İsveçli araştırmacıların öncü nitelikteki yeni bir çalışması, 100 yaşına kadar yaşayan tüm insanların paylaştığı bir başka 'süper insan' yeteneğini ortaya koydu.
Bilim insanları, yüz yaşını geçmiş kişilerin yaşıtlarından çok daha uzun yaşamalarına rağmen, ciddi hastalıklardan kaçınma veya hastalıkları daha yavaş geliştirme konusunda dikkate değer bir kapasiteye sahip olduklarını buldu.
Bulgular, daha uzun bir yaşamın kaçınılmaz olarak daha fazla sağlıksız yılla birlikte geldiği yönündeki yaygın inanışı sorguluyor.
Peki, 100 yaşına kadar yaşamanın sırları neler... ve siz yaşam beklentinizi nasıl artırabilirsiniz?
Diyet
Mavi bölgelerde uzun ömürlülüğün en önemli etkenlerinden biri beslenme.
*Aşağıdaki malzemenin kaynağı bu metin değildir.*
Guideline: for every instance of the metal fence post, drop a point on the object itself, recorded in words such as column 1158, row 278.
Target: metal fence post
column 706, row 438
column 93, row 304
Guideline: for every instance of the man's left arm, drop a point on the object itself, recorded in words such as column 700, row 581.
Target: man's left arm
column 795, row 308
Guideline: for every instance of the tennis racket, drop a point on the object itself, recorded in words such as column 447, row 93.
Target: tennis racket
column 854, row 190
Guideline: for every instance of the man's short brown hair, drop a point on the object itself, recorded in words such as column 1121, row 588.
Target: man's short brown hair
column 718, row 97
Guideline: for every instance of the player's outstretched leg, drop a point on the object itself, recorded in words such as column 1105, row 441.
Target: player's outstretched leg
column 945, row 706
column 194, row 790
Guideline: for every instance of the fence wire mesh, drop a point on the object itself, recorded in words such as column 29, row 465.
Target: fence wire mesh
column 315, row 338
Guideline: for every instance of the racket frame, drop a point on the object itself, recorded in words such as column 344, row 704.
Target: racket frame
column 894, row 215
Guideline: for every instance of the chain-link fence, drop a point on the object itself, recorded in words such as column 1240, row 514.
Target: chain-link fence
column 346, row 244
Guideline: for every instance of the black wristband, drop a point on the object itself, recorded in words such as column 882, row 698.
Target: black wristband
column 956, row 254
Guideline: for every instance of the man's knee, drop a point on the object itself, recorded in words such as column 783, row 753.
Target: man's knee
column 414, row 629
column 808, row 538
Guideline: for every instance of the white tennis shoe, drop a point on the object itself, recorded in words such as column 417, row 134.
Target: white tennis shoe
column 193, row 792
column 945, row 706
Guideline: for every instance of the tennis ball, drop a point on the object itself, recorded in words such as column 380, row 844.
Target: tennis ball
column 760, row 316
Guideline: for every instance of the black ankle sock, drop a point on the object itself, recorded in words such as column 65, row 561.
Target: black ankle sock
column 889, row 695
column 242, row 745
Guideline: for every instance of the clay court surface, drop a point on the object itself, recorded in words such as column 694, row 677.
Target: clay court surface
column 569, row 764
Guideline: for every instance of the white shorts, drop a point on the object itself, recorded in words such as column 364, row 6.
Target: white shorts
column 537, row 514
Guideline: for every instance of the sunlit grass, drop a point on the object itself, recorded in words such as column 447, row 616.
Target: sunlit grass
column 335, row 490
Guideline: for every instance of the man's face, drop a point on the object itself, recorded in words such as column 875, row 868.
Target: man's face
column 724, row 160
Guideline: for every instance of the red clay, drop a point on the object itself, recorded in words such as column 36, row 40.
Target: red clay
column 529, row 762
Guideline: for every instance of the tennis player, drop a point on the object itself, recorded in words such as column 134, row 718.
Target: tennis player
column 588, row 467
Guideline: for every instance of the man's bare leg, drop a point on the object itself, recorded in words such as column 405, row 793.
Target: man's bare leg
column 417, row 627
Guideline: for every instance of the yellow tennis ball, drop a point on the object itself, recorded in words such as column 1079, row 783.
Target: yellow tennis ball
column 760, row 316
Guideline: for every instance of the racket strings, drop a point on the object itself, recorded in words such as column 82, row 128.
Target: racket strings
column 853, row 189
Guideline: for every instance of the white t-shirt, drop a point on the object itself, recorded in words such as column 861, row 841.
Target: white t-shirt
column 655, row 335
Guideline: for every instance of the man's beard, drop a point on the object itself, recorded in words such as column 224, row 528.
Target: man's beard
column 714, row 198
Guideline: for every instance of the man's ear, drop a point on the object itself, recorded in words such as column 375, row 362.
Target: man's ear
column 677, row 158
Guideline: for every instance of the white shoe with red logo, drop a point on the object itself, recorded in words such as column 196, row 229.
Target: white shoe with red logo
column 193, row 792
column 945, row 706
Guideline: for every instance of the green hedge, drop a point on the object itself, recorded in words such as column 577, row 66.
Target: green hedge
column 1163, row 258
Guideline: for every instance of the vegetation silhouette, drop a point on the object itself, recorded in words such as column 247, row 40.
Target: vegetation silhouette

Bay Buettner, bölge sakinlerinin bitki bazlı gıdaları tercih ettiğini ve ayda sadece beş kez et yediğini söylüyor.
Mavi Bölge'deki beslenme düzeni ise sebzeler, baklagiller (fasulye, bezelye ve mercimek gibi), tam tahıllar ve kuruyemişler açısından zengin olma eğilimindedir.
Beş ana 'Mavi Bölge'den biri olan Sardinya, erkek ve kadın yüz yaşını eşit sayıda insanın geçirmesiyle yaşlanmayla ilgili önemli bir klişeyi yıkıyor. Bu durum, her yüz yaşını aşmış erkeğe karşılık beş yüz yaşını aşmış kadının bulunduğu küresel eğilimlerle tezat oluşturuyor.
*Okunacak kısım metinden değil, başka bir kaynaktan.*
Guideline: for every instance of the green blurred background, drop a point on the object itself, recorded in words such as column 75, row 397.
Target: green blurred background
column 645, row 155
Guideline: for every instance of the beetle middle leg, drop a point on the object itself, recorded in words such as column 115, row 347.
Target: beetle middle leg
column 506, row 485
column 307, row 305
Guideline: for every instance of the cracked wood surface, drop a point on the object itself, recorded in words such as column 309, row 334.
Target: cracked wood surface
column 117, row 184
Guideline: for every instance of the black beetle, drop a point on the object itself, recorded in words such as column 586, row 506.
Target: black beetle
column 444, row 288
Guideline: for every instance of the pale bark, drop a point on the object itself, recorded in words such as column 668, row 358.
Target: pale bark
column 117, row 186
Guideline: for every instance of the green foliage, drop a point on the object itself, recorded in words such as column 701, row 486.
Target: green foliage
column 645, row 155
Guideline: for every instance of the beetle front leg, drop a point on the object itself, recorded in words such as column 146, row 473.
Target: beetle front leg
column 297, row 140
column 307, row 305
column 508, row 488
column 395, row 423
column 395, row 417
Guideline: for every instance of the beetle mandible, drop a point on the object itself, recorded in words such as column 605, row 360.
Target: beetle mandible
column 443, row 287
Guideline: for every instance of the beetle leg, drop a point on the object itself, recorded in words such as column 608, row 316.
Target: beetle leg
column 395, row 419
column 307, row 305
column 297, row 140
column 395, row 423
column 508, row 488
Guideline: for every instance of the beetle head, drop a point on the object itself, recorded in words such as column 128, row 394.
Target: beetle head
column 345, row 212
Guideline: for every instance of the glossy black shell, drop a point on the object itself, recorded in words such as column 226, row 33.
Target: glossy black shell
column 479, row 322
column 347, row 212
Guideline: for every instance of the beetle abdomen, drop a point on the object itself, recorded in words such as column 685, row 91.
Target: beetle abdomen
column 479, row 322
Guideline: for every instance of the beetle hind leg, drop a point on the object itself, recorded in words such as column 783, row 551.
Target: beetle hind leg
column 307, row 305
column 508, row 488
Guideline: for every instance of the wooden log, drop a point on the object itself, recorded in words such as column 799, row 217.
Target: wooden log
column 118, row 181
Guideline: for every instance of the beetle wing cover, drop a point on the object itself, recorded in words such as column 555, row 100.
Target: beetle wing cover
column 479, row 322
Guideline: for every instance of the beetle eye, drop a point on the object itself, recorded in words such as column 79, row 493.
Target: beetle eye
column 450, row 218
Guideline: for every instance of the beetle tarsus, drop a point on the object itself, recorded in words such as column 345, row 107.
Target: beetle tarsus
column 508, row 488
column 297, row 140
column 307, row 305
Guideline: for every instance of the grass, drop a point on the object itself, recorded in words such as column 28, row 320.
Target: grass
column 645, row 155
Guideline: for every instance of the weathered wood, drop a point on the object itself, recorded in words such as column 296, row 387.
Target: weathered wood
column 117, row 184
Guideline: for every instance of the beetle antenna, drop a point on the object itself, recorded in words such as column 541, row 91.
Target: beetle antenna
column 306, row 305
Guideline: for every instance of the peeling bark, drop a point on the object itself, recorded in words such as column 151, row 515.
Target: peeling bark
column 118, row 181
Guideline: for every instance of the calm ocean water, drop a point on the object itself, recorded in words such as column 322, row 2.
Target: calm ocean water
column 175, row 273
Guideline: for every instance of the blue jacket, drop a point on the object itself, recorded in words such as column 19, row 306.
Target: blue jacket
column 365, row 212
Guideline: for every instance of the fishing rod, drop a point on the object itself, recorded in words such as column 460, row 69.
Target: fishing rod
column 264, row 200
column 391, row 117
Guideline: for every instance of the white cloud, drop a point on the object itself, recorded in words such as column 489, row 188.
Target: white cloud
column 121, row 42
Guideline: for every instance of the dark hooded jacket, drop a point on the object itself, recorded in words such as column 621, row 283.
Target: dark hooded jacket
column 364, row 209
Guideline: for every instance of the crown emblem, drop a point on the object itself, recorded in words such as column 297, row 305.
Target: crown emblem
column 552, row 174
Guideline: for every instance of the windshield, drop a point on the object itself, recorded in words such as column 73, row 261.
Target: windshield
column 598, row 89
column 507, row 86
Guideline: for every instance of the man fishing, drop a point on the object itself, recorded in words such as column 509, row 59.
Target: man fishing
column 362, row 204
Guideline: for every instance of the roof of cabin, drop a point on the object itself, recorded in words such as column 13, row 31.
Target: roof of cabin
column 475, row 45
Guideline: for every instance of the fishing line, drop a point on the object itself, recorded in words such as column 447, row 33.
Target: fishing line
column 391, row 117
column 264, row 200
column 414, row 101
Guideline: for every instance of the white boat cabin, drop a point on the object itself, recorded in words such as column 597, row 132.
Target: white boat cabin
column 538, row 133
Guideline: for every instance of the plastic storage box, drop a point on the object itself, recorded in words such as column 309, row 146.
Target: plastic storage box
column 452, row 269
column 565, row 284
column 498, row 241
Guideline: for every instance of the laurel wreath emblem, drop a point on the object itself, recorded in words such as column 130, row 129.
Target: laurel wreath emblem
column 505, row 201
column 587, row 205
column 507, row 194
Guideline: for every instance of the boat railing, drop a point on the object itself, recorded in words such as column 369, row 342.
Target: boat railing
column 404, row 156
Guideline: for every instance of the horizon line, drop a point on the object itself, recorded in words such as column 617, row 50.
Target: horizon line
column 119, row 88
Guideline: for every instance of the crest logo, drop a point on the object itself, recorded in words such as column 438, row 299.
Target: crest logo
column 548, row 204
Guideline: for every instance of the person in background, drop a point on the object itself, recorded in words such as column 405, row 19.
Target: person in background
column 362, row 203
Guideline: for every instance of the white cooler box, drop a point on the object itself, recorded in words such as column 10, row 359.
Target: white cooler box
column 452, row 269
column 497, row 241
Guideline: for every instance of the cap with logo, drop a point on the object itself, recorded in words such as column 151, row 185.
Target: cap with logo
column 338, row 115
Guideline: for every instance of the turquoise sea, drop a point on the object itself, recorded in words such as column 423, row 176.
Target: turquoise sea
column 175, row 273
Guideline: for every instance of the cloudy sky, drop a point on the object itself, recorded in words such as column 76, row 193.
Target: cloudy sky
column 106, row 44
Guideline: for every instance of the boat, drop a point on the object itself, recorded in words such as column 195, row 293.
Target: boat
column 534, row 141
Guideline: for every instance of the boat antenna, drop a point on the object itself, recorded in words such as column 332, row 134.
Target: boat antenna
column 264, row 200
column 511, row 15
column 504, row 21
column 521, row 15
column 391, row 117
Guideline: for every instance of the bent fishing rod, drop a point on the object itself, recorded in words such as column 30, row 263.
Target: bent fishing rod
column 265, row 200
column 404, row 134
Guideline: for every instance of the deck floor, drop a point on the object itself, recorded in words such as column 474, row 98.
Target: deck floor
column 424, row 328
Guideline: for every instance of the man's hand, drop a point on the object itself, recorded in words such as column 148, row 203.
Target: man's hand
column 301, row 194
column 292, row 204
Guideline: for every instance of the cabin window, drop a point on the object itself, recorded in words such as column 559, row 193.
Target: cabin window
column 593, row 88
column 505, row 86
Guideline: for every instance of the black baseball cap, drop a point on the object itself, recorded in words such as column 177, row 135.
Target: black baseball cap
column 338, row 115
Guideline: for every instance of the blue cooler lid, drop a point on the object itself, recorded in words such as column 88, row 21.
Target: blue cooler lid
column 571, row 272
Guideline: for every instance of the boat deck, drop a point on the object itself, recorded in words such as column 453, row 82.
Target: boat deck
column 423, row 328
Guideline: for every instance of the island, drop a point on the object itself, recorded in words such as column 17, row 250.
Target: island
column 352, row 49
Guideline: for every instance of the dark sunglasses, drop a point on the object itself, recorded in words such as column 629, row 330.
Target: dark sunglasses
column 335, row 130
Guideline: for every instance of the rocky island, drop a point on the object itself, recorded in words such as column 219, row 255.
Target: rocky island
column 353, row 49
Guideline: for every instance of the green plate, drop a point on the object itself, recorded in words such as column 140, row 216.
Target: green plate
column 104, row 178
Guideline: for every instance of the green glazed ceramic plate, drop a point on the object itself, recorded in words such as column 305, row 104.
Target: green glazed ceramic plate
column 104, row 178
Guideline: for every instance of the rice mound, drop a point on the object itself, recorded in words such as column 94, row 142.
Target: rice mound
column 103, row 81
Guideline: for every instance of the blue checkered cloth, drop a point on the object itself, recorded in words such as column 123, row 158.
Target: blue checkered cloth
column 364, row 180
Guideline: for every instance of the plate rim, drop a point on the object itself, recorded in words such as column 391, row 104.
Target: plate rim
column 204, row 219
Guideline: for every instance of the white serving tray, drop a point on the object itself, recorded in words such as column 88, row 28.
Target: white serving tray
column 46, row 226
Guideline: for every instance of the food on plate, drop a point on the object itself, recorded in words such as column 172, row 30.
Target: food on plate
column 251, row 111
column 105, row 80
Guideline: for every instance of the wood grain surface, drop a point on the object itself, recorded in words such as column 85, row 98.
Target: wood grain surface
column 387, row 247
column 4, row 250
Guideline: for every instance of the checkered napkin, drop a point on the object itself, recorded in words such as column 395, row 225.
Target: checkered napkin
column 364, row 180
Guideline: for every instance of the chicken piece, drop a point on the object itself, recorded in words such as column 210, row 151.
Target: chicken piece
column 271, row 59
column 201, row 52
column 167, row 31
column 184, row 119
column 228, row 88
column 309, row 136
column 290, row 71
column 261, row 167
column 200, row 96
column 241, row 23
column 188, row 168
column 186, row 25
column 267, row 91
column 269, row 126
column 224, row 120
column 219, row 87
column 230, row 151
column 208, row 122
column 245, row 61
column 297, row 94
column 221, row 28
Sardunya diyeti genellikle sağlıklı tam tahıllar, fasulye, bahçe sebzeleri, meyveler ve zeytinyağından oluşur, ancak yerli halk diyetlerine 'yabani yeşillikler' de ekler.
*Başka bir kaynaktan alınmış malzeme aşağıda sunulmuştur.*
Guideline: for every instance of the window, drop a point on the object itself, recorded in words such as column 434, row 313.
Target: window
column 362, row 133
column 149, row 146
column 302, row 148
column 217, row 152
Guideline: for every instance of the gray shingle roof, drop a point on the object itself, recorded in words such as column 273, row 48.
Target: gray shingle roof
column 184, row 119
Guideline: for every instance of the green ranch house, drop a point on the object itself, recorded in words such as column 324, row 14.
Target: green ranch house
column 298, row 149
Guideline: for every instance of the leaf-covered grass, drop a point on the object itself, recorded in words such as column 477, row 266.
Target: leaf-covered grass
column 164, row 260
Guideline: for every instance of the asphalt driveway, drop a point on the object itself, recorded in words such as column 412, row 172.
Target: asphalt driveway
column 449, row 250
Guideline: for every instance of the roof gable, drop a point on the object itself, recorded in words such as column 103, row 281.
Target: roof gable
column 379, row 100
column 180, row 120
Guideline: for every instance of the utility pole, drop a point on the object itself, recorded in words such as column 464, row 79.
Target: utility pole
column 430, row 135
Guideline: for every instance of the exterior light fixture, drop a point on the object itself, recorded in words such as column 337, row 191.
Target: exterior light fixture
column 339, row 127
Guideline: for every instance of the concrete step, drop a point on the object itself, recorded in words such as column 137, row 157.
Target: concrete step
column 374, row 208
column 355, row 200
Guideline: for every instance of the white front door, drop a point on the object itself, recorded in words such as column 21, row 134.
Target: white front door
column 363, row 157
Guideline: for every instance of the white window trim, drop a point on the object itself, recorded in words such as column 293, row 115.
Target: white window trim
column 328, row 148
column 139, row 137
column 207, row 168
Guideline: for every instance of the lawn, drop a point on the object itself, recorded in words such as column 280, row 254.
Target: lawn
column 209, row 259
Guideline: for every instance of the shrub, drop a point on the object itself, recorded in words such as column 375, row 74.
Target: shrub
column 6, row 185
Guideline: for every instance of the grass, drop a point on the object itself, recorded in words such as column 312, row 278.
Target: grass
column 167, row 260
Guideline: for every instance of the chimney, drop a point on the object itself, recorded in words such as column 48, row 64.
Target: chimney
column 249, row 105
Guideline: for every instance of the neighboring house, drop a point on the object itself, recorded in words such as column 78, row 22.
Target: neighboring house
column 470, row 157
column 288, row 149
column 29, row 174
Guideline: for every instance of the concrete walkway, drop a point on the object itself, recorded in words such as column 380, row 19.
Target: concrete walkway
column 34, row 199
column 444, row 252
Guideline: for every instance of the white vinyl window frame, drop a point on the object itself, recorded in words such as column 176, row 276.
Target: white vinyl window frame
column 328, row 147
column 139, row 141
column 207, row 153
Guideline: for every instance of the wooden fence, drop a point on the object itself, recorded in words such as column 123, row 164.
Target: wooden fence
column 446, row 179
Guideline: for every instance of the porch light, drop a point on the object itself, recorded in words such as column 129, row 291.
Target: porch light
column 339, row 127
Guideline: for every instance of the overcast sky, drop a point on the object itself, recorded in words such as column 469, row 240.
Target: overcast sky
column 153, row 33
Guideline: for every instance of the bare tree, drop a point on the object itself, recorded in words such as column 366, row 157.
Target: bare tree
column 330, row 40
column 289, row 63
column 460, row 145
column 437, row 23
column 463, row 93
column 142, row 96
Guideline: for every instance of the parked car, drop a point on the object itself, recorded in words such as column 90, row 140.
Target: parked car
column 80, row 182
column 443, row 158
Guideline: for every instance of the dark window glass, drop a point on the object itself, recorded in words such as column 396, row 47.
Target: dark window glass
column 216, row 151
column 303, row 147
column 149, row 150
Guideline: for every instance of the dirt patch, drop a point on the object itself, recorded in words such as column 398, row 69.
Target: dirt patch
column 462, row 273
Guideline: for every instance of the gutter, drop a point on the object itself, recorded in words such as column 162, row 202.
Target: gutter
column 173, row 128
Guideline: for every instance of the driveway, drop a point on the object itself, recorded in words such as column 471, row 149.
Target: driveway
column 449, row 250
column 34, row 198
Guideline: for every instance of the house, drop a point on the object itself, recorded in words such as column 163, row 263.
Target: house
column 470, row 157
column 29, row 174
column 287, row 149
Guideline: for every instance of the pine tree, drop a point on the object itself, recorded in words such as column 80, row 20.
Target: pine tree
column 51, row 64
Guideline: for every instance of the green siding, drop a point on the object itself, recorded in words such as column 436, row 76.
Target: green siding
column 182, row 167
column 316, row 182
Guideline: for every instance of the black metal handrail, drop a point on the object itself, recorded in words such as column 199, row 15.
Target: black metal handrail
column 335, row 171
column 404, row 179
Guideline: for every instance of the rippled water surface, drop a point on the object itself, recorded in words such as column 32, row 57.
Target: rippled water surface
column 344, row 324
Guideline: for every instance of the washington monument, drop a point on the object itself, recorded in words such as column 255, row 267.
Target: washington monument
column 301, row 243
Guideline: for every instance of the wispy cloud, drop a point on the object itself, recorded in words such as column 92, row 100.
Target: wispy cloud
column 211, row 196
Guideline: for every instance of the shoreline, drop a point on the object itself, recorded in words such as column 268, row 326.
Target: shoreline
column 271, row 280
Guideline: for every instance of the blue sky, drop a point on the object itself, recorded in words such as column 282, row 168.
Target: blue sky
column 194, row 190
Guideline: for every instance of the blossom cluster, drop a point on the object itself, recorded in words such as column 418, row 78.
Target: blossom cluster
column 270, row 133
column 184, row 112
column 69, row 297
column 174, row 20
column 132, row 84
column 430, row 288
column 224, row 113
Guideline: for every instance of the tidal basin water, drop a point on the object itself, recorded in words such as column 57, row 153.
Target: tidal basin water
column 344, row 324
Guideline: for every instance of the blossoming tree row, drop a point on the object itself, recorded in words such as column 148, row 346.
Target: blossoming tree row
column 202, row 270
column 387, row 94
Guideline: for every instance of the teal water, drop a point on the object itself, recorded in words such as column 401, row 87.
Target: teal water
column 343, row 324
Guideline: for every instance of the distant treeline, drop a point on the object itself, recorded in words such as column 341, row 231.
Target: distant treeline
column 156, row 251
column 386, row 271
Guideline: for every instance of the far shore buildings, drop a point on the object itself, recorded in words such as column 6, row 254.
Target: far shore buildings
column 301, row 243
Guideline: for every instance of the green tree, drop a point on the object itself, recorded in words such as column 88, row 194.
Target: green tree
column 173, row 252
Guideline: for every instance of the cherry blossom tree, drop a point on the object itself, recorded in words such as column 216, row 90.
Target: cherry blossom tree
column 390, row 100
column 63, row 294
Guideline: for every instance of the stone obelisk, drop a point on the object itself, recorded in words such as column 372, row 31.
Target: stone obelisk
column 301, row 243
Fasulye, mercimek ve bezelye gibi lif ve protein açısından zengin baklagiller basit ve ucuz olabilir, ancak temel besinleri sağlarlar. Hatta yaşam beklentinize birkaç yıl daha ekleyebilirler.
Bu oldukça eşsiz bitkiye amarant denir ve kalsiyum, magnezyum, potasyum ve K vitamini gibi kemik sağlığı ve kas fonksiyonu için gerekli minerallerin harika bir kaynağıdır.
Sardinya'nın merkezinde, nüfusu 1.000'den az olan küçük bir kasaba olan Seulo'da, sakinler yukarıda bahsedilen Sardinya diyetini uyguluyorlar; ancak uzun ömürlü olmalarının anahtarı olabilecek başka bir özel malzeme daha var.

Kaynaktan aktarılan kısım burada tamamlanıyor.